The estimate is based on detailed analysis of the light emitted by the giant planet, which lies about 63 light-years away in the southern constellation Pictor.
Using the CRIRES instrument on the European Southern Observatory's Very Large Telescope in Chile, Dutch astronomers were able to characterize shifts in the spectrum of that light so precisely that they could calculate velocities for different patches of the giant planet's surface.
"We find that different parts of the planet's surface are moving toward or away from us at different speeds, which can only mean that the planet is rotating around its axis," Ignas Snellen, an astronomer at Leiden Observatory who's the lead author of a paper on the observations published by the journal Nature, said Wednesday in a news release.
The results show that Beta Pictoris b's equator is spinning at about 56,000 mph (90,000 kilometers per hour).
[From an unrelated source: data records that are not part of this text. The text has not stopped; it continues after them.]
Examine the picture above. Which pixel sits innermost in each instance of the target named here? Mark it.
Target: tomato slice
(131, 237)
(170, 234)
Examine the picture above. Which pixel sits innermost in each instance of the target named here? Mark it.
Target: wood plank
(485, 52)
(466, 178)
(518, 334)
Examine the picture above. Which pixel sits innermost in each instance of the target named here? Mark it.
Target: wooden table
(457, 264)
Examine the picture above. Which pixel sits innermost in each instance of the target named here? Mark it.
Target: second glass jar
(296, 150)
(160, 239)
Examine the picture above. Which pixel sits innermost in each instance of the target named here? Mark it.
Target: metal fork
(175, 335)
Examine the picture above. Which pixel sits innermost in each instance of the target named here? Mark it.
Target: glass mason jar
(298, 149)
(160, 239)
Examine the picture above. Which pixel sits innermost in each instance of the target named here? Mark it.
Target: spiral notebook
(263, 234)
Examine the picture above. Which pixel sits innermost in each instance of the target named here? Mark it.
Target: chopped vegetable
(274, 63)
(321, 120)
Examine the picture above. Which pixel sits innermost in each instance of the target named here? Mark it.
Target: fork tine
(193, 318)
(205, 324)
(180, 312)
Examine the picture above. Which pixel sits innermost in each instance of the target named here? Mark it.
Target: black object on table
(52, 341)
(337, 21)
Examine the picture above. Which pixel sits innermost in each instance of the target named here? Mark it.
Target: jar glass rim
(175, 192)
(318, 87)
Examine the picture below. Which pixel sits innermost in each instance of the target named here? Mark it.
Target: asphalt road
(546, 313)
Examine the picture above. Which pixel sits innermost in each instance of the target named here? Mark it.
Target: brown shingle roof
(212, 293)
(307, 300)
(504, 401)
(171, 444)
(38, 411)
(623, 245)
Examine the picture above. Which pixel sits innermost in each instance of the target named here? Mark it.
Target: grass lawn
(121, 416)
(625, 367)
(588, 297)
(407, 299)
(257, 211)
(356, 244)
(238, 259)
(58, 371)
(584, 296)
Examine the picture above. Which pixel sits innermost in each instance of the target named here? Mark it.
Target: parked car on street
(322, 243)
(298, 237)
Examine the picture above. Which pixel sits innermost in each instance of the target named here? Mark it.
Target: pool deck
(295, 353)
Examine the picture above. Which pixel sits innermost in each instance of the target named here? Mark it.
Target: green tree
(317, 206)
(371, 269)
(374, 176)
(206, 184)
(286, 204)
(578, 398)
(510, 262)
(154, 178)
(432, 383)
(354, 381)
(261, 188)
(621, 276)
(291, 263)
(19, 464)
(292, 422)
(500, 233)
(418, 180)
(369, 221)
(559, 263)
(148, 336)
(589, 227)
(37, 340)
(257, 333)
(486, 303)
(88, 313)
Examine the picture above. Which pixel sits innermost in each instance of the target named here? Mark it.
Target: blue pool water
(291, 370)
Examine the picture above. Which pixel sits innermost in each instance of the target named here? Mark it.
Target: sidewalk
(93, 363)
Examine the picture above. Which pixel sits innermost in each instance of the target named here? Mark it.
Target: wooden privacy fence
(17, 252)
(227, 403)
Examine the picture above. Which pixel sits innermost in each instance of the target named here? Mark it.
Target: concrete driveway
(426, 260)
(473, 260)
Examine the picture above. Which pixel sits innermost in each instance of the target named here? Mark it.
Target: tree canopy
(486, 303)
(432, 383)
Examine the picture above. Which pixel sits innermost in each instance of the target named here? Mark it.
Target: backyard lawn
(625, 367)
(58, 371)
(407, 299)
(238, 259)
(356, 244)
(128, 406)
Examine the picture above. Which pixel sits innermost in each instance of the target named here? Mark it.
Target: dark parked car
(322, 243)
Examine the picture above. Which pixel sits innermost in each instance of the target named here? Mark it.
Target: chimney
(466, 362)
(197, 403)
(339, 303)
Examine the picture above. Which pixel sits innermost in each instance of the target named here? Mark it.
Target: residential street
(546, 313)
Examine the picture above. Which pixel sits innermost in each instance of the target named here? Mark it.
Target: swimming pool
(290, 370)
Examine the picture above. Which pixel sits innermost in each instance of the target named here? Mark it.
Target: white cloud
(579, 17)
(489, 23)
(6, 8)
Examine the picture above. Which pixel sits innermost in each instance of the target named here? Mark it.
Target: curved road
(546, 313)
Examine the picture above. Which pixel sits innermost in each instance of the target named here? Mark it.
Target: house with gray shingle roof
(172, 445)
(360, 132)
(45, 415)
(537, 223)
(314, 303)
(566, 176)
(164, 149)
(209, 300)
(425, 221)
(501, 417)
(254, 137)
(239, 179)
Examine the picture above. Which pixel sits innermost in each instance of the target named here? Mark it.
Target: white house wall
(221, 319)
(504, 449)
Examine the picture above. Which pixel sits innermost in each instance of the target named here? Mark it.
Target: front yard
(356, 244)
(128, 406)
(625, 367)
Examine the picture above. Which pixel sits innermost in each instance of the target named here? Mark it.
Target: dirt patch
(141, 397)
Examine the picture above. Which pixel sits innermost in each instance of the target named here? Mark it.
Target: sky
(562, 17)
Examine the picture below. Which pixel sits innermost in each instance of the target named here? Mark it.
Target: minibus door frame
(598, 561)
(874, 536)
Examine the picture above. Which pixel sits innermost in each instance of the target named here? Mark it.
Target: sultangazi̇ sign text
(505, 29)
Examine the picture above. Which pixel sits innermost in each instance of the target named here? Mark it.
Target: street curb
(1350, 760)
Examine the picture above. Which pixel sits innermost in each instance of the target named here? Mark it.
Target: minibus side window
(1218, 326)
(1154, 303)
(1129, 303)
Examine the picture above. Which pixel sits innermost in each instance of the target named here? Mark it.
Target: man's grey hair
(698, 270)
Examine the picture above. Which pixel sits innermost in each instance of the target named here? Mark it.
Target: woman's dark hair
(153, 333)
That's significantly faster than the equivalent rate for Earth (1,040 mph or 1,674 kph) and Jupiter (29,000 mph, or 47,000 kph).
"It is not known why some planets spin fast and others more slowly, but this first measurement of an exoplanet's rotation shows that the trend seen in the solar system, where the more massive planets spin faster, also holds true for exoplanets," said Remco de Kok, an astronomer at the Netherlands Institute for Space Research and one of the Nature paper's co-authors. "This must be some universal consequence of the way planets form."
Beta Pictoris b was identified in 2008, and it's one of the first exoplanets to be directly imaged. It's around seven times as massive as Jupiter, and orbits its host star about eight times farther away than Earth orbits the sun. One year on Beta Pictoris b lasts somewhere between 17 and 21 Earth years. The planet is thought to be relatively young — no more than 20 million years old, compared with the 4.5 billion-year age for our own solar system.
Astronomers expect Beta Pictoris b to cool and shrink as it ages, which would typically cause it to spin even faster. However, other factors may come into play.
Billions of years ago, Earth is thought to have had days lasting only a few hours — but tidal interactions with the moon gradually slowed down our planet's rotation rate to produce the current 24-hour day. That slowdown will continue for millions of years to come.
In a Nature commentary, University of Arizona astronomer Travis Barman said the case of Beta Pictoris b "paves the way for measuring the spins of a large sample of exoplanets."
Beta Pictoris b was a relatively easy target for direct imaging because it shines so brightly, but future telescopes — such as the 128-foot (39-meter) European Extremely Large Telescope — may make it possible to create global maps of exoplanets. Last year, astronomers released the first rough map of an exoplanet's clouds, based on data from NASA's Kepler space telescope.
In addition to Snellen and de Kok, the authors of "Fast Spin of the Young Extrasolar Planet Beta Pictoris B" include Bernhard Brandl, Matteo Brogi, Jayne Birkby and Henriette Schwarz.